3. After tinkering with a handful of genres--"[f]rom Latin stuff to acoustic guitar stuff to up-tempo dance to down-tempo R&B to some emo-techno-whatever and children's music" --he'd next like to take a stab at "psychedelic soul." Elaborates Blacc: "I'd like to do something that is a bit more edgy soul music and mixing in some concepts I've heard from artists like Eugene McDaniels and Sly Stone, even Jimi Hendrix or Santana, just [to] try to push the envelope with soul music."
4. Dude's a Ben Gibbard fan. "I wouldn't expect people to really think that I was into something like Death Cab for Cutie or Postal Service. I don't even know the name of the genre, really," he singer says, before deciding that "indie pop" and "digi-pop" could serve as possible answers. "There's some good things coming out of a lot of different genres. A lot of times, people don't get the recognition 'cause there's so much other crap clogging up the system."
5. One of Blacc's first memories involving music is catching the premiere of "Thriller" on MTV. "That was a pretty significant memory because, of course, I was terrified, but I was excited to watch this music video as well." Although he's covered "Billie Jean" before, he doesn't know if he'd dare to take on this other MJ song. "'Thriller' might be too much of a challenge. 'Billie Jean' was just right because it felt like it was a better way to communicate that song."

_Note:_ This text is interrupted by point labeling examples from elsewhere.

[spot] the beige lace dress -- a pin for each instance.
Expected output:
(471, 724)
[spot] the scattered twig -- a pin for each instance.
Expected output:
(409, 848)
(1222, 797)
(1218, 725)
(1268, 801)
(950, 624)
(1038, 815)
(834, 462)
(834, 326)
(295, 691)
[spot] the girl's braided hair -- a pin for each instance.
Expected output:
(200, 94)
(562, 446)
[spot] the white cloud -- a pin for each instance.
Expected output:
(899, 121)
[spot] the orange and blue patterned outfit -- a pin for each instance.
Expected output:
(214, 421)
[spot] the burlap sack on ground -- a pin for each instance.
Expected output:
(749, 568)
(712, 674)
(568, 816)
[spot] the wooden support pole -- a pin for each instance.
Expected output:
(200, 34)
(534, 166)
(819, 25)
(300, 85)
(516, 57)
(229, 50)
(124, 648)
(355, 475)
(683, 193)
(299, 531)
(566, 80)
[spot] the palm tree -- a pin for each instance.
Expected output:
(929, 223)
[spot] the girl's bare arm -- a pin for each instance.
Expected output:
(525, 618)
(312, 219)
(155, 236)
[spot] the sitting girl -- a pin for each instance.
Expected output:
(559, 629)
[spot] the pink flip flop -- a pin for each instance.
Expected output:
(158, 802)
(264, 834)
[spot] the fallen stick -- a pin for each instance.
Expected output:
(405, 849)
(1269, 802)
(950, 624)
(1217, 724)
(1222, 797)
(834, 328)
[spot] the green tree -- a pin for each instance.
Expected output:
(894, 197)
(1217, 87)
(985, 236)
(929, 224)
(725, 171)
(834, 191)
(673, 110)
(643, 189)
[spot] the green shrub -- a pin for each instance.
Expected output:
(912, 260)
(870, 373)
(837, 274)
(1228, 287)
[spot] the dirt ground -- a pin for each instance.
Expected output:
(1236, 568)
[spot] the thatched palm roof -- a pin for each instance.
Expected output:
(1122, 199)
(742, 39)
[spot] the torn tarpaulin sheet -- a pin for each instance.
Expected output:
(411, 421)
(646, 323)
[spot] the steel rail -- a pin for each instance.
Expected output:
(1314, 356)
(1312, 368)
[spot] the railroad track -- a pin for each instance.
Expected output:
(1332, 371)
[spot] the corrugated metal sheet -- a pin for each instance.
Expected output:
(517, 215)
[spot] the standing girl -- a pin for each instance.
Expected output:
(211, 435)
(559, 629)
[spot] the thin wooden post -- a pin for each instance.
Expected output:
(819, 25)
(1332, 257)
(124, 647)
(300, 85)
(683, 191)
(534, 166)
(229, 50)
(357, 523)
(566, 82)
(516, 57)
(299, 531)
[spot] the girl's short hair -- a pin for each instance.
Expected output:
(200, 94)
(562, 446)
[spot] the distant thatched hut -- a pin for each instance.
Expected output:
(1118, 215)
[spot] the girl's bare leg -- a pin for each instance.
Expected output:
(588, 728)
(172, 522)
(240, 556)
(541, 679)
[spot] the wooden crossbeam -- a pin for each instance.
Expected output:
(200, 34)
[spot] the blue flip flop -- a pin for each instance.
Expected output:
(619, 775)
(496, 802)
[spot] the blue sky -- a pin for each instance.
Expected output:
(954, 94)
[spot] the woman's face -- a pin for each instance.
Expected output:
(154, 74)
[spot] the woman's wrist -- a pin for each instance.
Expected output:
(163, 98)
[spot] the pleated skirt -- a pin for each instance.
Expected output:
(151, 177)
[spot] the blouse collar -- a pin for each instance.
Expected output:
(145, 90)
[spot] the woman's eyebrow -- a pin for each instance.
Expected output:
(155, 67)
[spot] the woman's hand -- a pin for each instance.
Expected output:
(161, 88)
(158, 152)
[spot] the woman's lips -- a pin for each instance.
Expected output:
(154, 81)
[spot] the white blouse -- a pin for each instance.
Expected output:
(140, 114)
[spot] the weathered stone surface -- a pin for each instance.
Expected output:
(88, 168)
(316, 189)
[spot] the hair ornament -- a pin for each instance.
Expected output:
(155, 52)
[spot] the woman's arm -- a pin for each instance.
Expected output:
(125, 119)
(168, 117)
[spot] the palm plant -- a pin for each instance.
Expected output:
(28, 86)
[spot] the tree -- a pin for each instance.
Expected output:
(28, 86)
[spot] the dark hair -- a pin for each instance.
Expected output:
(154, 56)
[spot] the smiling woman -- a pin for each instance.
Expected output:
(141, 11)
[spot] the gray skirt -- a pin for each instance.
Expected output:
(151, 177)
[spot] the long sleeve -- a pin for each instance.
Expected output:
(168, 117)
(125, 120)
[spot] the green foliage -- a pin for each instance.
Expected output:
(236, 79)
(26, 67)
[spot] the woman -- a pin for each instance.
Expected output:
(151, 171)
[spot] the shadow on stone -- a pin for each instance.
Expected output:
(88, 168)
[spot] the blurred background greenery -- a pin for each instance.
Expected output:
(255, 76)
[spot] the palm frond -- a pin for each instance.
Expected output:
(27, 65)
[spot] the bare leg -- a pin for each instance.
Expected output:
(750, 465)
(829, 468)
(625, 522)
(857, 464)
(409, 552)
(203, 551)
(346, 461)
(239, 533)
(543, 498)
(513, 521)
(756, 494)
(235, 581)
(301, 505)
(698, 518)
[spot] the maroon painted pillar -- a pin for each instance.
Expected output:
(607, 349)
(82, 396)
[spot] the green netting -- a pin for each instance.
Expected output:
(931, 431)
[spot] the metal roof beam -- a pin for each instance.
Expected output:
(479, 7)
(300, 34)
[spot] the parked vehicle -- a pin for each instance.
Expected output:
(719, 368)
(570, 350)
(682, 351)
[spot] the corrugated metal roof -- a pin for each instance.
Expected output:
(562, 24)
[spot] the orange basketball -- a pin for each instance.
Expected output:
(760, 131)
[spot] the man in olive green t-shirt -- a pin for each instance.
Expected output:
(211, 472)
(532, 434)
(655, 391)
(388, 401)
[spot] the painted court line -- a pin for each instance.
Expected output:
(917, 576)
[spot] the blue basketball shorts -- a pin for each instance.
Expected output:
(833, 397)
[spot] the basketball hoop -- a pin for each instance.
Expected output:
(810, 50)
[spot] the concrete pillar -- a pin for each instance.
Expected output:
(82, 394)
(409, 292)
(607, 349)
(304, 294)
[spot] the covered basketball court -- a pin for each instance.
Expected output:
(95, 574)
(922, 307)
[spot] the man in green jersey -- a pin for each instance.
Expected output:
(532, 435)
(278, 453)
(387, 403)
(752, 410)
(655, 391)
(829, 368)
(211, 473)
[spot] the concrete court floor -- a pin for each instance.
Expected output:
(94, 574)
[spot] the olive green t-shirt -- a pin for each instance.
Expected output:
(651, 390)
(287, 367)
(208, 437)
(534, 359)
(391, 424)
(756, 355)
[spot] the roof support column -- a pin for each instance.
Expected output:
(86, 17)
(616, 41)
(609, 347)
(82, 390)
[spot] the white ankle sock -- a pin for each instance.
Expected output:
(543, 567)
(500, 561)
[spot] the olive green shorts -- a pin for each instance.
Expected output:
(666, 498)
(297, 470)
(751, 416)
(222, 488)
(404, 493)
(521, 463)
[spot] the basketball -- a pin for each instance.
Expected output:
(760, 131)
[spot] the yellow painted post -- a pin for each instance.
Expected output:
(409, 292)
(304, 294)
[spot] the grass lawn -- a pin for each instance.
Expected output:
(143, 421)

6. "I Need a Dollar" was heavily inspired by Blacc's listening to field recordings of men in a chain gang singing about their problems. A friend gave him these recordings, which rely heavily on call-and- response choruses and an uncomplicated folky feel. "I don't remember any of the songs specifically," he says. "It was more, for me, the general feeling that I absorbed and the style."
7. Aloe Blacc chose his name for smoothness' sake: the first name references the plant associated with lotion and he exchanged the K in "Black" for another C because he considers K a harsher consonant. When he was still deliberating a moniker, other names included Aeolus (which resembles Aloe) and Sirocco, two words for specific types of wind.
8. His grandest career ambitions don't involve a specific musical project but rather using his work for more practical results. "The biggest thing I want to do is feed people. I'm actually able to do that now that I'm touring," says Blacc, referencing his ability to pay his party of 12 that now tours with him. Otherwise, he'd like to be able to donate considerable sums to charities and use his prominence as a musician to affect how money-movers allot funds. "I'd like to create an idea in corporate America and in politics that there should be a more equitable distribution of wealth. It doesn't necessarily need to be an even playing field where everybody makes the same amount of money. Rich people can be as rich as they want. I just want for folks that are struggling to have the bare necessities, and I think that's easy given the amount of resources there are around the world to properly house and feed and offer health care and education," he says. "With just those bare necessities so everybody has a fair chance in life, I think I'd be happy."